Home repossessions rose to 40,000 during 2008, according to data from the Council of Mortgage Lenders (CML).

The figure is up 54% on 2007, although 5,000 fewer than forecast.

The CML attributes the respite to mortgage lenders making “strenuous efforts” to ensure that repossession is used as a last resort.

The body also points out that the figures included a proportion of abandoned properties, cases involving property fraud and buy-to-let repossessions.

Turning to mortgage arrears, by the end of last year, around 182,600 mortgages (or 1.57% of the total) had accumulated arrears equivalent to 2.5% or more of the outstanding balance.

The proportion compares with 1.29% at the end of the third quarter of 2008, and 1.08% at the end of 2007.

In terms of the crucial three-month measure, 219,100 mortgages were in arrears of more than three months at the end of 2008, up from 166,600 in the previous quarter and 127,500 at the end of 2007.

The Council describes government measures aimed at easing the rate of mortgage arrears and repossessions as “helpful” but with “limitations”.

These include changes to Income Support for Mortgage Interest and equity share and rent-back schemes provided by housing associations.

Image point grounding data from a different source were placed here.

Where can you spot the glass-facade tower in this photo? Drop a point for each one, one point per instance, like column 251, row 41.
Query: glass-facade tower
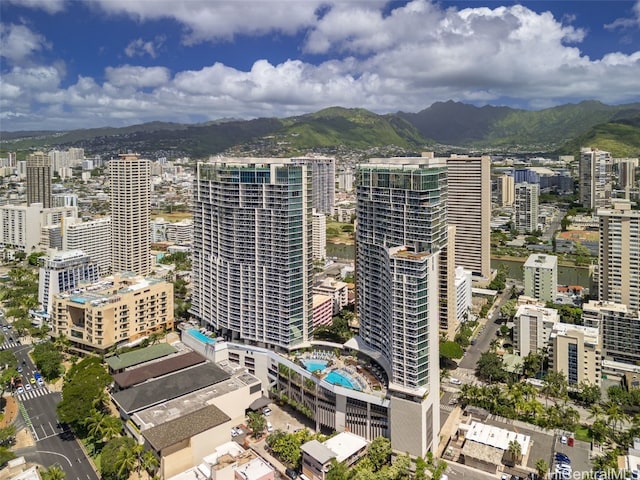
column 402, row 227
column 252, row 250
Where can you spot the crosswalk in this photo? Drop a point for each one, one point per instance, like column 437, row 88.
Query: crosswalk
column 8, row 344
column 33, row 393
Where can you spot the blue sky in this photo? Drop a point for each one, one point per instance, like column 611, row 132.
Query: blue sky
column 78, row 64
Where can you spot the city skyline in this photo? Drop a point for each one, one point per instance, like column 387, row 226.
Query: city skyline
column 189, row 61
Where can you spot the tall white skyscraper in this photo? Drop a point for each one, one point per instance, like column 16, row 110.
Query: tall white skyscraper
column 619, row 259
column 252, row 250
column 595, row 179
column 525, row 207
column 469, row 210
column 402, row 229
column 39, row 179
column 130, row 182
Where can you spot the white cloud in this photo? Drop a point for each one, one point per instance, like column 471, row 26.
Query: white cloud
column 139, row 48
column 19, row 42
column 404, row 59
column 49, row 6
column 627, row 22
column 139, row 77
column 211, row 20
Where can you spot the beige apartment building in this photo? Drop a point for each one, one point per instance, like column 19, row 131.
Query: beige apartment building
column 575, row 351
column 114, row 311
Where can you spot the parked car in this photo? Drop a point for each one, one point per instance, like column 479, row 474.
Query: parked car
column 291, row 473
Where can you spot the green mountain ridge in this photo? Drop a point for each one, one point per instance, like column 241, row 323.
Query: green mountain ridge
column 444, row 126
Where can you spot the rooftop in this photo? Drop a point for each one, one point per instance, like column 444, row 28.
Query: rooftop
column 157, row 369
column 182, row 405
column 539, row 260
column 496, row 437
column 141, row 355
column 185, row 427
column 345, row 444
column 169, row 387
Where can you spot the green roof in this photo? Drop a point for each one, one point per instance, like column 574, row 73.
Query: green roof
column 129, row 359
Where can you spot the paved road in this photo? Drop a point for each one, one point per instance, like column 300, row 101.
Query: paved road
column 484, row 338
column 53, row 446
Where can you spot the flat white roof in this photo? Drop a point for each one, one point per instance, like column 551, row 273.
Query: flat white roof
column 497, row 437
column 541, row 260
column 345, row 444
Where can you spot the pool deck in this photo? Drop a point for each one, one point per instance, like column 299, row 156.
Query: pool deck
column 348, row 367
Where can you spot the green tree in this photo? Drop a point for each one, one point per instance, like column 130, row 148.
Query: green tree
column 48, row 360
column 54, row 472
column 542, row 467
column 491, row 368
column 450, row 350
column 257, row 423
column 84, row 383
column 118, row 459
column 379, row 452
column 337, row 471
column 149, row 462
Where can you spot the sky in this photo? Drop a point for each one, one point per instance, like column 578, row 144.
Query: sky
column 67, row 64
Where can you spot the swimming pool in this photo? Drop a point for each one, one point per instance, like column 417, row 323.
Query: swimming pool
column 337, row 378
column 197, row 334
column 315, row 365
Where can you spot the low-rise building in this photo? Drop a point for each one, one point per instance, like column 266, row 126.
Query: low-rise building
column 116, row 311
column 575, row 351
column 541, row 277
column 532, row 328
column 346, row 448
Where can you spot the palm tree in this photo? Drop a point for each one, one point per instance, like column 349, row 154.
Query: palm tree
column 126, row 460
column 614, row 414
column 149, row 461
column 542, row 467
column 54, row 472
column 111, row 427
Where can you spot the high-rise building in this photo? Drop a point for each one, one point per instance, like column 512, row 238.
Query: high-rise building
column 526, row 210
column 575, row 350
column 319, row 236
column 506, row 187
column 532, row 326
column 252, row 250
column 39, row 179
column 324, row 181
column 61, row 271
column 619, row 329
column 595, row 182
column 130, row 183
column 93, row 238
column 402, row 228
column 469, row 210
column 541, row 277
column 619, row 258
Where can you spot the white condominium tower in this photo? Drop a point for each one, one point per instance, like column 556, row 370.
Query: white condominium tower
column 39, row 179
column 595, row 178
column 469, row 210
column 252, row 250
column 402, row 228
column 619, row 258
column 130, row 182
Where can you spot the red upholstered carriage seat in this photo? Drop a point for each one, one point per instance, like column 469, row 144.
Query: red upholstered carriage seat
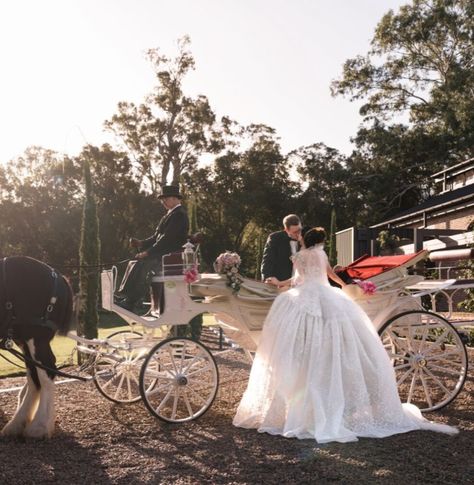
column 369, row 266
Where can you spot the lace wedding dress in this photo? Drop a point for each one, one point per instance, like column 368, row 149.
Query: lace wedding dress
column 320, row 370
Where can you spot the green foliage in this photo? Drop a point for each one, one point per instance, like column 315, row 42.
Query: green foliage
column 169, row 131
column 332, row 239
column 419, row 68
column 387, row 242
column 89, row 256
column 242, row 196
column 40, row 207
column 329, row 185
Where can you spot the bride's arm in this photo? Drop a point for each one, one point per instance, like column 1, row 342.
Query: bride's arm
column 334, row 276
column 276, row 282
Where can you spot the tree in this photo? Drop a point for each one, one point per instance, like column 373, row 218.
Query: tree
column 332, row 239
column 41, row 207
column 168, row 132
column 328, row 185
column 89, row 261
column 123, row 209
column 420, row 69
column 421, row 63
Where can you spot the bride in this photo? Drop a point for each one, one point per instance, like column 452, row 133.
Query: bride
column 320, row 370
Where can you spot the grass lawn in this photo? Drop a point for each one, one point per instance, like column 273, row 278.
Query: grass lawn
column 64, row 347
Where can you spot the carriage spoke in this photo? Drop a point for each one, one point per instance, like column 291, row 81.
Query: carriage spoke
column 443, row 369
column 402, row 366
column 412, row 385
column 172, row 360
column 183, row 354
column 437, row 381
column 404, row 377
column 193, row 360
column 427, row 391
column 119, row 386
column 157, row 390
column 129, row 388
column 397, row 341
column 175, row 403
column 192, row 381
column 199, row 371
column 203, row 401
column 165, row 399
column 188, row 404
column 422, row 343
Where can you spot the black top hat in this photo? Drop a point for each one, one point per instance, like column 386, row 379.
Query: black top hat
column 170, row 191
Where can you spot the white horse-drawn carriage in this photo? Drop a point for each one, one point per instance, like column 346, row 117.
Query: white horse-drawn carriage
column 177, row 378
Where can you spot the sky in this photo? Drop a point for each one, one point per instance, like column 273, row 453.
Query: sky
column 65, row 64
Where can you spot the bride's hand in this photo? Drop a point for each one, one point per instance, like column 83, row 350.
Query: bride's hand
column 272, row 281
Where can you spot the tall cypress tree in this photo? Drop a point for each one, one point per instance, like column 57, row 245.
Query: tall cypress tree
column 89, row 257
column 332, row 239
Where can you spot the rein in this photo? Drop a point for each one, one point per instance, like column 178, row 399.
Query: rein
column 7, row 344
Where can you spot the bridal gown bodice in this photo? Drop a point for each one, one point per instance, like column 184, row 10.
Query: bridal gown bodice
column 320, row 370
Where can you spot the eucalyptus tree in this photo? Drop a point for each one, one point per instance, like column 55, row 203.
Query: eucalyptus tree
column 421, row 64
column 89, row 259
column 243, row 196
column 416, row 85
column 41, row 206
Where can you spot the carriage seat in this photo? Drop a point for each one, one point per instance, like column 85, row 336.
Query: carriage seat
column 172, row 264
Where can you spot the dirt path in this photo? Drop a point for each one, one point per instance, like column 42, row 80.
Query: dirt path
column 102, row 443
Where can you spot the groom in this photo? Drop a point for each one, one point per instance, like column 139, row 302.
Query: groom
column 279, row 248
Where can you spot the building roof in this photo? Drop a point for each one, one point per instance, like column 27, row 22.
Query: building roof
column 454, row 170
column 444, row 200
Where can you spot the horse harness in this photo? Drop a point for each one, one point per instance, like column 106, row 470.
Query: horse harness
column 7, row 327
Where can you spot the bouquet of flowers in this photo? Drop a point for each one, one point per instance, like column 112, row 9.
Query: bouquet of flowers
column 228, row 263
column 367, row 287
column 191, row 275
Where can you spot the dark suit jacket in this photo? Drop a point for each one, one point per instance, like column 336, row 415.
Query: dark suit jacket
column 276, row 256
column 170, row 235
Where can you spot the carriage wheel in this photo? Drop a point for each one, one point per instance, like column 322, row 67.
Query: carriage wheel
column 116, row 375
column 179, row 380
column 429, row 358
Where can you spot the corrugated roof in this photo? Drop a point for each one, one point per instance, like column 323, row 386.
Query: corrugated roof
column 446, row 199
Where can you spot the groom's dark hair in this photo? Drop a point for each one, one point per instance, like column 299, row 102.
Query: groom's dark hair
column 314, row 236
column 291, row 220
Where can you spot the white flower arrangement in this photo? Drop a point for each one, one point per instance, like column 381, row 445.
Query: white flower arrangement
column 228, row 263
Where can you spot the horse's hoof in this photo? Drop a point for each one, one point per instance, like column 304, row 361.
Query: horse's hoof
column 37, row 431
column 13, row 429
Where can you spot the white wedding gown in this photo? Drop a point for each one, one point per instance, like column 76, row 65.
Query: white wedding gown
column 320, row 370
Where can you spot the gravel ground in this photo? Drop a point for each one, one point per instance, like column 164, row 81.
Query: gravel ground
column 97, row 441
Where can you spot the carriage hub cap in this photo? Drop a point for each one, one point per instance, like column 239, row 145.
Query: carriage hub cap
column 181, row 380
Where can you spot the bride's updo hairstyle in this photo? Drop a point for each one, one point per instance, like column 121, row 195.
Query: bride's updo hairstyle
column 314, row 236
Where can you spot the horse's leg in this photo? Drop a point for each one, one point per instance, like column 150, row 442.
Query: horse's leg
column 27, row 401
column 42, row 425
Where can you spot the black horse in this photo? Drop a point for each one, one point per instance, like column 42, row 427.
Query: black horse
column 36, row 302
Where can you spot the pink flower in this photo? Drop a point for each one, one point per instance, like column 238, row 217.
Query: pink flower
column 191, row 275
column 367, row 287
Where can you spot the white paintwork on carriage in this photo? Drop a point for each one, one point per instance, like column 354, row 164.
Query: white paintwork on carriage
column 241, row 316
column 35, row 414
column 448, row 288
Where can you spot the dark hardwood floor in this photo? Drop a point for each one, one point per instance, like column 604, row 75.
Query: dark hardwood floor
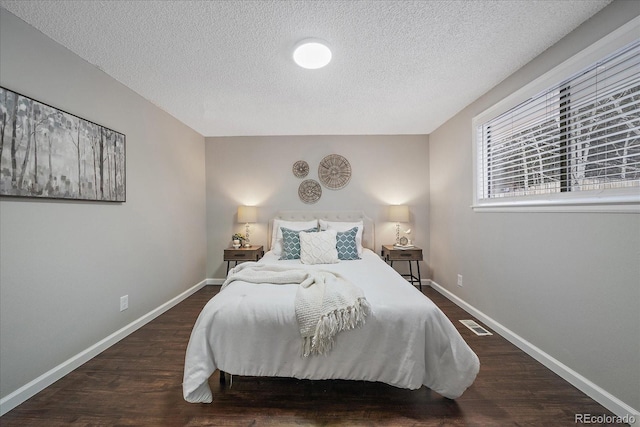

In addition, a Mortgage Support Scheme is under development whereby the Government will guarantee part of the increased risk lenders face if they allow borrowers to under-pay.

Commenting on the statistics, the CML’s director general, Michael Coogan, says: “both lenders and government are continuing to find more ways to help more people stay in their homes … but there seems to be a sharp rise in cases where borrowers are handing back their keys or abandoning their properties”.

Mr Coogan strongly urges borrowers in financial difficulties to contact their lenders and work with them.

He adds that: “Borrowers are still liable for their debt, even if they leave the property, so working through their problems is much more likely to be in their best interests.”